Two Sum with sorted and unsorted input array

The first problem provides and unsorted array and requires to output indices. This one is actually a little bit more complicated than with a sorted one, and require extra O(n) space.

With unsorted array

Given an array of integers, find two numbers such that they add up to a specific target number.

The function twoSum should return indices of the two numbers such that they add up to the target, where index1 must be less than index2. Please note that your returned answers (both index1 and index2) are not zero-based.

You may assume that each input would have exactly one solution.

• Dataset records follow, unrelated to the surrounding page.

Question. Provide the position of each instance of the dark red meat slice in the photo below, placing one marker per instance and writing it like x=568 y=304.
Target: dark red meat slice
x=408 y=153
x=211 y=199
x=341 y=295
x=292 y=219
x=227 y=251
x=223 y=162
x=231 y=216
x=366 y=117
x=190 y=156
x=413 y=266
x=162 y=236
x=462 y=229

Input: numbers={2, 7, 11, 15}, target=9
Output: index1=1, index2=2

public class FindSum {
    public int[] twoSum(int[] numbers, int target) {
        if (numbers == null || numbers.length < 2)
            throw new Error ("Null array or insufficient length");
        HashMap hm = new HashMap ();
        for (int i = 0; i < numbers.length; i++)
            hm.put(numbers[i], i + 1);
        int[] rst = new int[2];
        rst[0] = -1;
        rst[1] = -1;
        for (int i = 0; i < numbers.length; i++)
        {
            if (!hm.containsKey(target - numbers[i]))
                continue;
            int index1 = hm.get(target - numbers[i]);
            if (index1 == i + 1)
                continue;
            rst[0] = i + 1;
            rst[1] = index1;
            return rst;
        }
        return rst;
        
    }
}

With sorted array

public class TwoSum {
 public int[] twoSum(int[] numbers, int target)
 {
  if (numbers == null || numbers.length < 2)
   throw new Error("Null array or insufficient length");
  int start = 0;
  int end = numbers.length - 1;
  int[] rst = new int[2];
  rst[0] = -1;
  rst[1] = -1;
  while (start < end)
  {
   int sum = numbers[start] + numbers[end];
   if (sum == target)
   {
    rst[0] = start;
    rst[1] = end;
    return rst;
   }
   else if (sum < target)
    start++;
   else
    end--;
  }
  return rst;
   
 }

}